Extensive research shows that the American public will stick with a war -- and accept casualties -- only if they believe the objective can be won.  War coverage is then essentially stripped of its investigative attributes and reduced to high tech cheerleading, dazzling the public with the glitz and bravado of dominant firepower and the latest technology. 

 

This was evident in the first Gulf War, whereas coverage highlights focused on night vision capabilities and the grainy digital footage of some supposedly precision bomb falling into an airshaft and then detonating.  The scene ran a lot like a simulated flight video game – an aerial view marked with cross hairs bearing no relationship to the human pilot that fired or of the devastated human lives below.
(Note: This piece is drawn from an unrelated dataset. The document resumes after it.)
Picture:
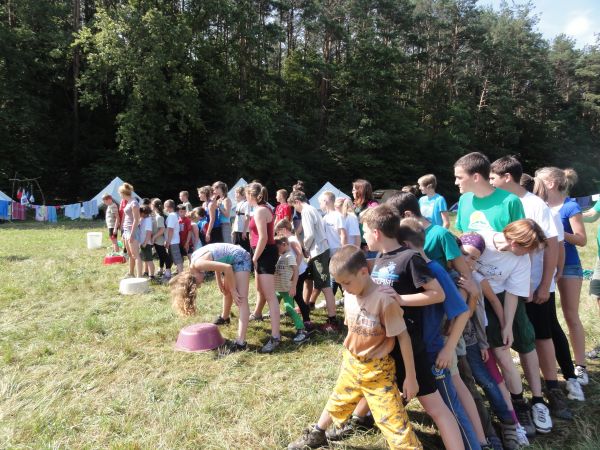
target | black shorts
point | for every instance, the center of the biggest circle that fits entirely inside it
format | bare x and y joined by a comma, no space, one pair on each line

This era also paved the way for the latest digestible vocabulary:  friendly fire, post-traumatic stress, collateral damage, smart bombs and patriot missiles.  Today, Gulf War II news is an advertisement for the most recent journalism toy -  the television telephone - awing the public with the possibilities of real time images despite its limited use at the hands of major media to capture any meaningful content. 

 

Consequently, most Americans' outlooks become compliant - rambling on in empty conversation of these technological advances yet remaining entirely ignorant about foreign relations, policies, and histories.  Orville Schell, dean of the graduate school of journalism at UC Berkeley points out, "There's more than the battlefield, and we are utterly engrossed in the battlefield.  Have you seen a program about how Saddam Hussein came to power?  Have you seen a program that describes how Iraq came to be in the '20s and how it might fall apart in this moment?"  Of course not and herein lies the first casualty of war: data, which carries the might to disturb, enlighten, and engage.  If the power of information can be determined from the choices or actions it generates, then network media is clearly rendered impotent by virtue of it's sedated audience, the mainstream public.  

 

Poet, William Blake dreamed of writing words with sharp corrosives to dissolve the realm of illusions and give way for complete and infinite truths.  Magnificent revelations could unravel if news media would only aspire to such heights and pay homage to its own commandments, especially the classic journalism credo - Comfort the afflicted and afflict the comfortable.  Meanwhile the gunslingers ride high, ass-backwards and unchecked, still haphazardly firing bullets into their neighbors as to pacify their “uncivilized” spirits.  Their fans physically degenerate, intellectually atrophy, and spiritually deplete in front of the television.  And the rebels, by hope and justice, must rattle the public from their complacent slumber through relentless large-scale direct action to effectively chant Babylon down.  We cry through speech and placard to forcibly to fight the hype, democratize the media and stop this mad cowboy disease.